ILIGAN CITY, Philippines — ISIS-linked militants swept through a southern Philippine city, beheading a police chief, burning buildings, seizing a Catholic priest and his worshipers and raising the black flag of the group, authorities said Wednesday. President Rodrigo Duterte, who had declared martial law across the southern third of the nation, warned he may expand it nationwide.
At least 21 people have died in the fighting, officials said.
As details of the attack in Marawi city emerged, fears mounted that the largest Roman Catholic nation in Asia could be falling into a growing list of countries grappling with the spread of influence from ISIS in Syria and Iraq.
The violence erupted Tuesday after the army raided the hideout of Isnilon Hapilon, a commander of the Abu Sayyaf militant group who has pledged allegiance to ISIS. He is on Washington's list of most-wanted terrorists with a $5 million reward for information leading to his capture.
Duterte said a local police chief was stopped at a militant checkpoint and beheaded, and added that he may declare martial law nationwide if he believes the group has taken a foothold.
Marawi Bishop Edwin de la Pena said the militants forced their way into the Marawi Cathedral and seized a Catholic priest, 10 worshipers and three church workers.
The priest, Father Chito, and the others had no role in the conflict, said Archbishop Socrates Villegas, president of the Catholic Bishops Conference of the Philippines.
"He was not a combatant. He was not bearing arms. He was a threat to none," Villegas said of Chito. "His capture and that of his companions violates every norm of civilized conflict."
Villegas said the gunmen are demanding the government recall its forces.

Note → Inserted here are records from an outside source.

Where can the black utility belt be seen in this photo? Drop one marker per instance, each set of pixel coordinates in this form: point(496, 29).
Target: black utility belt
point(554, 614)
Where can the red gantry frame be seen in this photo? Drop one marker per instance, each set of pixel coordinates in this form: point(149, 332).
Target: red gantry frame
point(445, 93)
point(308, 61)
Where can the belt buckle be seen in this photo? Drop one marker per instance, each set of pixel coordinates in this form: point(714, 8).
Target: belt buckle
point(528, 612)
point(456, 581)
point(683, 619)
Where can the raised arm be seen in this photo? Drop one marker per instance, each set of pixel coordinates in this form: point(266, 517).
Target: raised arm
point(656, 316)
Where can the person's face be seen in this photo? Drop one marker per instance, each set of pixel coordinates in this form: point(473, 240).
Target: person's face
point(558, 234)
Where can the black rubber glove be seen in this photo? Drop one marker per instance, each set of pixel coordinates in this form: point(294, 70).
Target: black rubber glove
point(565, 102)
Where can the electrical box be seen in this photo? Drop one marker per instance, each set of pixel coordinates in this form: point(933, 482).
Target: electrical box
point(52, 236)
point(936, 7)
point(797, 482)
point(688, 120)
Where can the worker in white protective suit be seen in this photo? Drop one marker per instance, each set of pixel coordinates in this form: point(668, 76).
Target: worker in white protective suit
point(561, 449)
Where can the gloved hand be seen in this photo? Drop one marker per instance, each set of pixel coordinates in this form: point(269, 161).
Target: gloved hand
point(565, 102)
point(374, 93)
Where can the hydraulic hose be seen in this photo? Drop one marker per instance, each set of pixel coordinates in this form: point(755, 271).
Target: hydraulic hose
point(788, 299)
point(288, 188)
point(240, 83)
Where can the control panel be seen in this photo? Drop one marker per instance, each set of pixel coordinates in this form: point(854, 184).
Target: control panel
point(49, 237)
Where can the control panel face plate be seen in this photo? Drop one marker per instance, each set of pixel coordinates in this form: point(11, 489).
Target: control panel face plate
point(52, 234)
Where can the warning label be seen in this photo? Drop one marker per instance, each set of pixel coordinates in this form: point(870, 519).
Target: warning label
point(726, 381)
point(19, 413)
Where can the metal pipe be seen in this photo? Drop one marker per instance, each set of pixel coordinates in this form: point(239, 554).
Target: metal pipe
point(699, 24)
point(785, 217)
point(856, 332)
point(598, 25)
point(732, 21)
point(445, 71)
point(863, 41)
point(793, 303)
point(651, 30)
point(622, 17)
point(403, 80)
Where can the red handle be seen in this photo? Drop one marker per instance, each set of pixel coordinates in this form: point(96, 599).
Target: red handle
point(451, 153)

Military spokesman Col. Edgard Arevalo said 13 militants had been killed, and that five soldiers had died and 31 others were wounded. Other officials said a security guard and two policemen were also killed, including the beheaded police chief.
Arevalo said troops had cleared militants from a hospital, the city hall and Mindanao State University. About 120 civilians were rescued from the hospital, the military said.
Thousands of people have fled the city, said Mary Jo Henry, an emergency response official. She quoted another official as saying Marawi was like "a ghost town."
Broadcaster ABS-CBN showed people crammed inside and on top of public vehicles leaving the area, and some walking on foot with their belongings as they passed through a security checkpoint manned by soldiers.
Martial law allows Duterte to use the armed forces to carry out arrests, searches and detentions more rapidly. He has repeatedly threatened to place the south, the scene of decades-long Muslim separatist uprisings, under martial law. But human rights groups have expressed fears that martial law powers could further embolden Duterte, whom they have accused of allowing extrajudicial killings of thousands of people in his crackdown on illegal drugs.